To Retain Or Not To Retain?


To Retain Or Not To Retain?

Around this time last year, I was having serious doubts about whether my youngest, enrolled in kindergarten at the time, was ready to move on to first grade. To be honest, I’d been having doubts for most of the school year, probably as early as October. But his teacher told me to avoid making any hasty decisions. A child can grow quite a bit over the course of a few months, so we waited in anticipation to see if he might “catch up” to his classmates. 

But about a month after returning from spring break, it was glaringly obvious that he wasn’t going to catch up.

He had made some growth from those early warning signs in October, for sure; it just wasn’t enough. Even with his little bit of progress, he was always ten steps behind the other kids in his class. He was diving under his desk and crawling on the floor while the other kids were sitting nicely. He was struggling to sound out simple CVC words while the other kids were working on blends and digraphs. He was struggling to follow multi-step instructions and much of his handwriting was hard to decipher. It wasn’t an issue of him not being a smart kid. He just…needed more time to grow. 

To say this was a difficult choice to make would be an understatement.

It felt like the most important decision I had made in his young life so far. I was essentially altering how the rest of his years in education would look. I was changing his high school graduation date. There were a million ripple effects to consider, and because his private elementary school left retention decisions entirely up to the parents, I deeply felt the weight of this choice on my shoulders. 

It didn’t help that his dad and I were divorced with joint custodial decision-making, but we disagreed on what to do with him. His dad was concerned about the social ramifications of holding him back. What if it was a hit to his self-esteem? What if the other kids made fun of him for repeating a grade? What if he finally hit his stride in first grade and he managed to catch up to his peers? What if a different type of school environment (like a Montessori school) would serve his needs better?

I had different concerns. What if he was simply too young to start kindergarten? (He was a “fresh” five-year-old with a late June birthday when he started kindergarten in August.) What if his struggles in school eventually became a hit to his self-esteem or contributed to a negative outlook on school in general?
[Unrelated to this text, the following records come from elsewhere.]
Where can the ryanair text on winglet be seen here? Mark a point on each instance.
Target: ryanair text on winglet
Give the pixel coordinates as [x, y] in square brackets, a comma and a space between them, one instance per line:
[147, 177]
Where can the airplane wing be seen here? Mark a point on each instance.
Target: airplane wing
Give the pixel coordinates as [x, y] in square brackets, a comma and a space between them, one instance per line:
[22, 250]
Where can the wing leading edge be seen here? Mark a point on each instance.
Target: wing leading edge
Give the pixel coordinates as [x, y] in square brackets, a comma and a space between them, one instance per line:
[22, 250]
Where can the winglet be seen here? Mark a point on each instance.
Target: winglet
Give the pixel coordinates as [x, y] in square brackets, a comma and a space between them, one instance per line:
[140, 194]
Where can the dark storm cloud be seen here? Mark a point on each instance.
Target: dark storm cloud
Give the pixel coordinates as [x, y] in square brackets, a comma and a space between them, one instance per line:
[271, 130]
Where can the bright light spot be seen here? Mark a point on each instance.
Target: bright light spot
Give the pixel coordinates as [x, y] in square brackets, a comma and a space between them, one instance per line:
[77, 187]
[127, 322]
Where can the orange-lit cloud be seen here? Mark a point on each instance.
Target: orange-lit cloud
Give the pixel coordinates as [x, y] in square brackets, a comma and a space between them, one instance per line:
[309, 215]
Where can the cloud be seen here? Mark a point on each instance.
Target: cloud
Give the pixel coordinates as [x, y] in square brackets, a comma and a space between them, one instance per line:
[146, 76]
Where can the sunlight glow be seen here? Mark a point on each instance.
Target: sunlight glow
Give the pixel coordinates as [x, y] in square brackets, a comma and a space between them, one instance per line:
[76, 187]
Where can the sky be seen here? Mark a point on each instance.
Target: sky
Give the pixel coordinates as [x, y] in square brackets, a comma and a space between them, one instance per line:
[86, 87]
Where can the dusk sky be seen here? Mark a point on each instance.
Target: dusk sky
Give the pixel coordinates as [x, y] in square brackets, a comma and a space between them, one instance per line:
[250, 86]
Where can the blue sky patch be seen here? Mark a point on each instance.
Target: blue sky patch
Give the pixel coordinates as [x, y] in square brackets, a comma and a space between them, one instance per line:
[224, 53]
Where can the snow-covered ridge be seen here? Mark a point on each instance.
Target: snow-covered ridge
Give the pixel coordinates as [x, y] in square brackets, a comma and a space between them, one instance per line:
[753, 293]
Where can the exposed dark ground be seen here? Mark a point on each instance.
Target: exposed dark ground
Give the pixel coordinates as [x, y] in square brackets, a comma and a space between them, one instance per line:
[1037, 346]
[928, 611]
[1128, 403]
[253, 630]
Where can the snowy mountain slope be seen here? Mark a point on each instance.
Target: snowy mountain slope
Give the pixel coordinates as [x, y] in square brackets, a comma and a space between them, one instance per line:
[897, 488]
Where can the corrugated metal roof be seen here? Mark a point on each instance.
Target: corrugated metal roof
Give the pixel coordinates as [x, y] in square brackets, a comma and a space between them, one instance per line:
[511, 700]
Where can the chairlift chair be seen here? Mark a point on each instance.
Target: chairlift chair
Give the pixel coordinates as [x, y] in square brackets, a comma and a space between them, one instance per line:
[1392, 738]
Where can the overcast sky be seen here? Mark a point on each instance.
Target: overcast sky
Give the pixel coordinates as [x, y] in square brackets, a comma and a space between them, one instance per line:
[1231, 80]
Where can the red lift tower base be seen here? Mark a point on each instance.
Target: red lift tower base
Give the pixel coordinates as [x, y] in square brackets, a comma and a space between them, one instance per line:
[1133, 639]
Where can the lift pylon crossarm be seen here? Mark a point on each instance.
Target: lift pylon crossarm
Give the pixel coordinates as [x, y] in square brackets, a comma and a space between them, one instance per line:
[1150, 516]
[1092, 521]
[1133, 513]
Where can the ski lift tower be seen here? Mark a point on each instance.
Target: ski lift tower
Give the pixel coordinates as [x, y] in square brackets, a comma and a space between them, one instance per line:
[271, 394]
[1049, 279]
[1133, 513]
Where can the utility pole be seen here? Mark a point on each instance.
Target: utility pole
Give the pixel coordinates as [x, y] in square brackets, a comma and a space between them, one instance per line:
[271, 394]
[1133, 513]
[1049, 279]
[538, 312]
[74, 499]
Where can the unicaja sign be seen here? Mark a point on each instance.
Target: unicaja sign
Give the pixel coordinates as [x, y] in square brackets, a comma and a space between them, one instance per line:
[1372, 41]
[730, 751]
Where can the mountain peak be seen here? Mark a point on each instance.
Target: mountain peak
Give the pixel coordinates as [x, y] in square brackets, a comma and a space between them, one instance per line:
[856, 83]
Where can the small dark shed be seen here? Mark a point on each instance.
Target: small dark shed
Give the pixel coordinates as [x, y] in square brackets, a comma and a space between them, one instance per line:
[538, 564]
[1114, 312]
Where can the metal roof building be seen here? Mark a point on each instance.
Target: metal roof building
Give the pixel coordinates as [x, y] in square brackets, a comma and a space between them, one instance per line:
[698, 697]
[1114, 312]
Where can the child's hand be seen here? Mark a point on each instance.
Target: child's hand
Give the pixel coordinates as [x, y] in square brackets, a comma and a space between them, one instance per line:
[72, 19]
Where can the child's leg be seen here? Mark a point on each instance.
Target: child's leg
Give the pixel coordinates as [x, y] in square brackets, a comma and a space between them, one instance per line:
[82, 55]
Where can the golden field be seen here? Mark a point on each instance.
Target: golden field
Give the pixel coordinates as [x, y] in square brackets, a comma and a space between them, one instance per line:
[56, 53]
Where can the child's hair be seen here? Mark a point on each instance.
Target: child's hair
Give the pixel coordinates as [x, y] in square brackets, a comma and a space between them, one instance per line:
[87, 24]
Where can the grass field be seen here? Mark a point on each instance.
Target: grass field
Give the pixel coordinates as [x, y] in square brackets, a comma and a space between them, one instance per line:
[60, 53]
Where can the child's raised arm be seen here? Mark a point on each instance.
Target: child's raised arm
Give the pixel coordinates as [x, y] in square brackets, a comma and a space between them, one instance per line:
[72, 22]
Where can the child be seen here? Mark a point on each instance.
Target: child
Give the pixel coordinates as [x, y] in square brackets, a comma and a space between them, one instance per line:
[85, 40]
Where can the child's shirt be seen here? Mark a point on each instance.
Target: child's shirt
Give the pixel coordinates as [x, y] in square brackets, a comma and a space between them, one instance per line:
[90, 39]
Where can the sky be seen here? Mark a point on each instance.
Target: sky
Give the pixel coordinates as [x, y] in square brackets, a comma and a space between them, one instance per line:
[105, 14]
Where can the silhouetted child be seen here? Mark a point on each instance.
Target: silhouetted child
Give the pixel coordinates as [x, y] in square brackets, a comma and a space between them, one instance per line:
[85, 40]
What if the challenges became a domino effect, leading him to falling behind in school every year, even into middle and high school?

These were all serious concerns to address, and our difference in opinion made the choice extremely difficult. We consulted countless other parents who had held back a child or considered/regretted not holding back a child. I read way too many articles on this issue and gathered way too much advice. In the end, no one had a crystal ball to see into the future. I had to make the best choice that I could for my child given the facts at hand, and the rest was left to hope and prayer. 

In the end, I chose to retain my son in kindergarten for one more year.

He enrolled in the same school (but a new class/new teacher) as a fresh six-year-old for the 2022-2023 school year. Did his friends in first grade have questions about why he was doing kindergarten again? They did, but they were satisfied with the easy answer that some kids just need more time. My son quickly made friends in his new kindergarten class. Reading began to click for him, and he cruised through CVC words, blends, and digraphs. Now it’s spring semester and he’s reading small chapter books and writing little stories. His handwriting and his classroom behavior aren’t perfect, but they are vastly improved from what they were last year. He is a totally different kid, and I couldn’t be more proud of all of the progress that he’s made this year. 

Retaining my son in kindergarten was a really difficult choice, but it was absolutely the right choice for him, and I haven’t had a single regret about it.